Sask. crop report: Half of winter wheat, fall rye crops harvested

Seven per cent of the province's crop has been combined and six per cent is ready to straight combine, according to the Province of Saskatchewan's weekly crop report for the week ended Aug. 9. The five-year averages were one and two per cent, respectively. | File photo

WINNIPEG, August 12 (MarketsFarm) – While a few scattered showers across Saskatchewan delayed some of the harvest, the hot and dry weather has allowed farmers to make more progress than last year.

Seven per cent of the province's crop has been combined and six per cent is ready to straight combine, according to the Province of Saskatchewan's weekly crop report for the week ended Aug. 9. The five-year averages were one and two per cent, respectively.

Most of the winter wheat and fall rye crops have been harvested at 54 and 51 per cent, respectively.
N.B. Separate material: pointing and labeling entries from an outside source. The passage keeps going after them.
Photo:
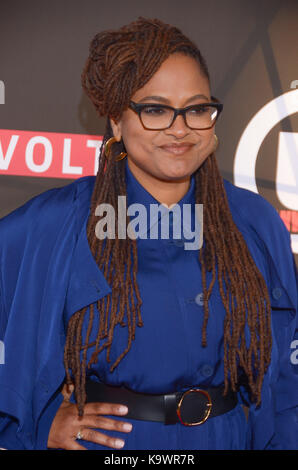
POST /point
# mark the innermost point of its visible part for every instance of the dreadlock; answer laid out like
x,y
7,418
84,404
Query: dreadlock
x,y
119,63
Peas were 37 per cent finished, while the lentil crop has been 29 per cent combined. Only six per cent or less of all other crops have been completed.
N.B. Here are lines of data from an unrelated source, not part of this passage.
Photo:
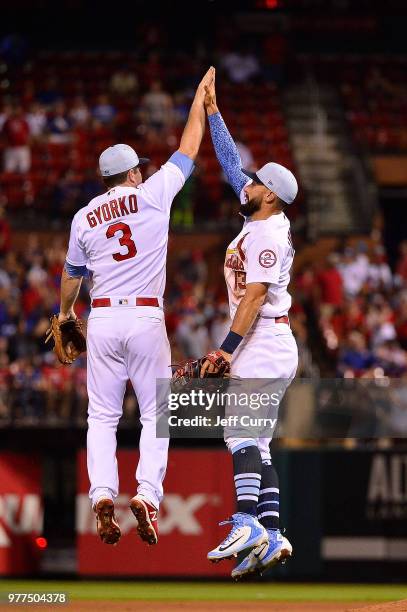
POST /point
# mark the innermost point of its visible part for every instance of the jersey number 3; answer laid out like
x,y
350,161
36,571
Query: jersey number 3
x,y
125,240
On dry land, the province is estimating one tonne per acre of greenfeed, 0.8 tonnes/acre for alfalfa, 0.7 tonnes/acre for brome, and 0.6 tonnes/acre each for tame hay and wild hay. On irrigated land, the average greenfield yield increases to 2.2 tonnes/acre, two tonnes/acre for tame hay, 1.8 tonnes/acre each for brome and wild hay, and 1.3 tonnes/acre for alfalfa.

Most of Saskatchewan only received small amounts of rain with the Lipton area receiving a province-high 37 millimetres. The rains only provided little change to soil conditions as cropland topsoil was rated as six per cent adequate, 32 per cent short and 62 per cent very short. Hay and pasture land topsoil was rated as five per cent adequate, 28 per cent short and 67 per cent very short.
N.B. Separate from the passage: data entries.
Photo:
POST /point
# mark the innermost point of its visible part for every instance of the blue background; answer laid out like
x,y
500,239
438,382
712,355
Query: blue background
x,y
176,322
Heat, wind and drought stress were all responsible for crop damage during the week, as well as flea beetles, grasshoppers and other wildlife.

On Aug. 10, Saskatchewan Agriculture Minister David Marit announced provincial support in AgriRecovery totalling C$119 million, as well as the federal government's 60 per cent share, increasing funding to C$297 million. Farmers will get a per head payment to maintain breeding stock.